I look at her in the mirror. “But what if you didn’t have me to worry about?”
She shifts uncomfortably, knowing that to answer is like admitting she does not enjoy my company. She takes her time placing the brush between a broken arrow flint and my old bronze dagger with the ivory handle.
“I know you would never leave me, Harry. But just suppose it came to revolution? Would you leave?” She sits on the edge of the kline, looks up at the ceiling and wraps that long strand of blond hair around her finger.
“I suppose I would. If it was no longer safe to stay. I would go somewhere where there is plenty of food and trees, where the weather is mild. I would find a daroon and I would have children. I would like six, ideally, three boys and three girls, may Heritia bless me. I want a garden with herbs, all sorts like marjoram and pineapple-scented sage. Something simple, away from the p
alace.” She blushes, realising she has revealed much about her private ambition.

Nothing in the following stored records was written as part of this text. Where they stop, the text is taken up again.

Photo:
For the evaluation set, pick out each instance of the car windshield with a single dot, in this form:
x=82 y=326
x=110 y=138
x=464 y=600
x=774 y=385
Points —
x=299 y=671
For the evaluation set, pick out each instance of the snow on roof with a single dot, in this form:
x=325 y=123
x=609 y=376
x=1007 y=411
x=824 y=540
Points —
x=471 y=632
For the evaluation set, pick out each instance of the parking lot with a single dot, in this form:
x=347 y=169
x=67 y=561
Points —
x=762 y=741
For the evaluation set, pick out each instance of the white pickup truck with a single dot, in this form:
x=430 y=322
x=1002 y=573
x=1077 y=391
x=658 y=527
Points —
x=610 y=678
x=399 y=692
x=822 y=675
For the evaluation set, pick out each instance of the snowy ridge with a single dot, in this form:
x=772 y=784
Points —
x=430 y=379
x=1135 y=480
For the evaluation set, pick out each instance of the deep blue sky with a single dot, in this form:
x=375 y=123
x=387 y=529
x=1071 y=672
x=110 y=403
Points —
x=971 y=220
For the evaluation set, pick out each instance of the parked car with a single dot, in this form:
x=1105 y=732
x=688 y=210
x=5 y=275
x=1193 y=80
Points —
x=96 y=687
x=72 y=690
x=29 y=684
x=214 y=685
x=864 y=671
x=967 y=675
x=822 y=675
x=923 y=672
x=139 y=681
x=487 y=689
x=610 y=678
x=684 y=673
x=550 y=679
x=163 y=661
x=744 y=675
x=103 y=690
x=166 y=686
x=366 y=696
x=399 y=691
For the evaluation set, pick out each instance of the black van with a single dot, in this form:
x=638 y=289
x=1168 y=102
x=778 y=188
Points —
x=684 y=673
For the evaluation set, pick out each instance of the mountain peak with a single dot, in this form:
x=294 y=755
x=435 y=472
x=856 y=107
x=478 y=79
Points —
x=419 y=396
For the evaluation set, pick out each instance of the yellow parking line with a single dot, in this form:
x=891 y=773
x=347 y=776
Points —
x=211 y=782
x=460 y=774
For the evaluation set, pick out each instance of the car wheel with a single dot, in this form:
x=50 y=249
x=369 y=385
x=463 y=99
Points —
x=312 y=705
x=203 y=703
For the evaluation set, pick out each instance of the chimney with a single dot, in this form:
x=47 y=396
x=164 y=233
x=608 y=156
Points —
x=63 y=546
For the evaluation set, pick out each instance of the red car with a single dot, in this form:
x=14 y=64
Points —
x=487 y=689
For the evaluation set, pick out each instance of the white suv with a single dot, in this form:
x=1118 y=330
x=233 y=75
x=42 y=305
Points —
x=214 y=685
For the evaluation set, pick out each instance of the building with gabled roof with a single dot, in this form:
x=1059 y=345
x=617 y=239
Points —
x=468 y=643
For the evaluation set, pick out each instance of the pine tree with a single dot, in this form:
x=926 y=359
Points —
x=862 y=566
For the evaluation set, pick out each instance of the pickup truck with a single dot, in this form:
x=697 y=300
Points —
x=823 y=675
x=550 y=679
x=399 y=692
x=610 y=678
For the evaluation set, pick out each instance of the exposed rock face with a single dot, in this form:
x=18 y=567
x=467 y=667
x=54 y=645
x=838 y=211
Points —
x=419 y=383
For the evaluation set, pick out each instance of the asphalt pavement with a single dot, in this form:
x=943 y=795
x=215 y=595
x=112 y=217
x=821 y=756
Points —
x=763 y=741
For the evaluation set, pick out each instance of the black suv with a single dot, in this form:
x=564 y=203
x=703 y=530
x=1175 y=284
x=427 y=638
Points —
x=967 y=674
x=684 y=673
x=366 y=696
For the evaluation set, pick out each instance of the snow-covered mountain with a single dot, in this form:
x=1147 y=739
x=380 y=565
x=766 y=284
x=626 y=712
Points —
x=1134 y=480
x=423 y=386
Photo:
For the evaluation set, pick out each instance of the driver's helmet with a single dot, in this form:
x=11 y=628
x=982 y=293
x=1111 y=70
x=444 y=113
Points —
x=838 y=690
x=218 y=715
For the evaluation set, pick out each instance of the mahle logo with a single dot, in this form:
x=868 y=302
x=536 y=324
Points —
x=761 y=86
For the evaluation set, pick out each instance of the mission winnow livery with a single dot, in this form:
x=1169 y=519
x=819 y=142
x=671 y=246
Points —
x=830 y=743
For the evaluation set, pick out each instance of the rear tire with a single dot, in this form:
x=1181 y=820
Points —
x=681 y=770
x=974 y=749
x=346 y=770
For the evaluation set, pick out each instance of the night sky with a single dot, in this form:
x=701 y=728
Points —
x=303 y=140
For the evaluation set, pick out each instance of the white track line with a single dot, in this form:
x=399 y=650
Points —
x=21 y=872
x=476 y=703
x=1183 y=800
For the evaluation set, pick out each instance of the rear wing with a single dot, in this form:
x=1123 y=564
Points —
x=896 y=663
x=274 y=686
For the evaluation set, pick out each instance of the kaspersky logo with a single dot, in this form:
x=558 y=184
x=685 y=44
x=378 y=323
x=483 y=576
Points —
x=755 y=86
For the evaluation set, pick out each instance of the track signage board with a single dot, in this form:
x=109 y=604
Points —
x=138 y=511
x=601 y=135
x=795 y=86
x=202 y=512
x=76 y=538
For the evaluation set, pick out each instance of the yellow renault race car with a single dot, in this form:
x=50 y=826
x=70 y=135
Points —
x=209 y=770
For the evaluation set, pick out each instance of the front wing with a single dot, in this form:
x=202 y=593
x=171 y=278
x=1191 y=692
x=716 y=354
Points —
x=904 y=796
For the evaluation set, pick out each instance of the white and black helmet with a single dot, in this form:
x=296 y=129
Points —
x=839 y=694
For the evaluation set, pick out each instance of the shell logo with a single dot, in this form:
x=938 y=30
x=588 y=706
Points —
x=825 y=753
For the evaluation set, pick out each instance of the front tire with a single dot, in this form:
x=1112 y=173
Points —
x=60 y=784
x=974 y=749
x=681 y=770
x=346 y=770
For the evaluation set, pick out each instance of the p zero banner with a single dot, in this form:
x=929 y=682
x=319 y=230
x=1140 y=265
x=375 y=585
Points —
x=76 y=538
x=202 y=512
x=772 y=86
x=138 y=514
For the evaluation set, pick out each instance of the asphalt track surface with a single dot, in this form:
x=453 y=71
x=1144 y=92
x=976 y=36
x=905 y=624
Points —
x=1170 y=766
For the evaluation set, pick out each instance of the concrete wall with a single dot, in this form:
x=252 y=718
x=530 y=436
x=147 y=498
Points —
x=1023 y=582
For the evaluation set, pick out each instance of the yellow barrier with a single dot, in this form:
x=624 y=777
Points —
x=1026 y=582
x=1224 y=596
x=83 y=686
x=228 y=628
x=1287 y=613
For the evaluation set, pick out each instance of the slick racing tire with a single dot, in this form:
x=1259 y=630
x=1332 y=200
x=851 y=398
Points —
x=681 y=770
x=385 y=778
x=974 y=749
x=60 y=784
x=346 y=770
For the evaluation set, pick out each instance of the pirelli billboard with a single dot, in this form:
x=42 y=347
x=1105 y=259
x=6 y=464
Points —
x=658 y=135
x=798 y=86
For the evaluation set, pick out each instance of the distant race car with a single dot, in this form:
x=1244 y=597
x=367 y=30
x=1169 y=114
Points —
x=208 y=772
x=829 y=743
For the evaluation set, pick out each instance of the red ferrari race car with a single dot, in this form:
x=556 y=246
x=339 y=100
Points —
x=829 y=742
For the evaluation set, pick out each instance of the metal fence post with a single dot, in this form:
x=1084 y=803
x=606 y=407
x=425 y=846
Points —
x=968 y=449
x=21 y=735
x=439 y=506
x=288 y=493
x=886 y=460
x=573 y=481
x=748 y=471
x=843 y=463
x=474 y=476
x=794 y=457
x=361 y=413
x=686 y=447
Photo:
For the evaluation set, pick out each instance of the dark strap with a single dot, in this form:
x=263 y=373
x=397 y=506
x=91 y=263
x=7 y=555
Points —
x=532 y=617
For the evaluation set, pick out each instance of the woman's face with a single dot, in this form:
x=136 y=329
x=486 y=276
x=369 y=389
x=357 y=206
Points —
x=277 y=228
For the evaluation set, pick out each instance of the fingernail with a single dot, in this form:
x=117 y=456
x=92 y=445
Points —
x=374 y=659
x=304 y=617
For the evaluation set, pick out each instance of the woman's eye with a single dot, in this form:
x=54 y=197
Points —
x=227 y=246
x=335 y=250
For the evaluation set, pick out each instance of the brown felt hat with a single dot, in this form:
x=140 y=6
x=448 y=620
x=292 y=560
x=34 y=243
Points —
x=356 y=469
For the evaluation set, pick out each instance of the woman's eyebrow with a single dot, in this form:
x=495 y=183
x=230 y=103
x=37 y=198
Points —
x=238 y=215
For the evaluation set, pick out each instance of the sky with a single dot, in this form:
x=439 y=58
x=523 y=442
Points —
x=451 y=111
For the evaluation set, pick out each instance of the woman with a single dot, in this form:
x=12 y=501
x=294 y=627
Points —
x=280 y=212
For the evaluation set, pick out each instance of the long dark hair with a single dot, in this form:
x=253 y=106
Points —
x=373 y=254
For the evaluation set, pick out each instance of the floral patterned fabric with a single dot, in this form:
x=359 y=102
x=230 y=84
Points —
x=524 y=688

“It would be nice, wouldn’t it, to have a place of your own, to live a simple life? I think you and the rebels have a lot in common.” She looks aghast and I jump in to add: “I do not mean to suggest you support the Shark’s Teeth. Far from it. Only that I think they riot because they have had enough of hunger. They long for the same things as you do: a small plot of land to call their own, the ability to sustain themselves, their family, acknowledgement, freedom from fear, faith in those who lead them. They want to know that their monarch is in control and can stop the Tempest.”
“I do not want all those things.”
“But some of them, surely?”
“Some,” she says, unwilling to admit she can relate to the Shark’s Teeth. “But I would not take it by force. Liberty is a state of mind achieved through prayer and commitment to something higher than yourself.” She twirls a piece of hair. “Why all this talk of leaving, Verne? Why torment yourself with trying to think like a Shark’s Tooth? They are barbarians, murderers. Won’t you tell me what Maud said?”
The sound of Bolt’s spear against the floor out in the hallway indicates that my dinner has arrived. Harryet leaves for a moment and returns with a tray. On it is a single bread roll and a cup of water. I roll my eyes, scoff down the bread roll and take long gulps of water. With mouth full I say, “Will you pray with me?” and kneel by the shrine to the First Mother, a nude statue of the goddess with smoke billowing from her mouth and a snake coiled around her thigh. I light an incense stick and place it in a gold urn. I close my eyes and focus my mind on my atrama by looking at the space between my eyes. Harryet hoists her skirt and kneels beside me. I take the wooden club and strike the gong. As the noise reverberates around the room, I whisper to my friend, “What I am about to tell you—it could get a lot of people in trouble so you must not speak of it to anyone, do you understand?”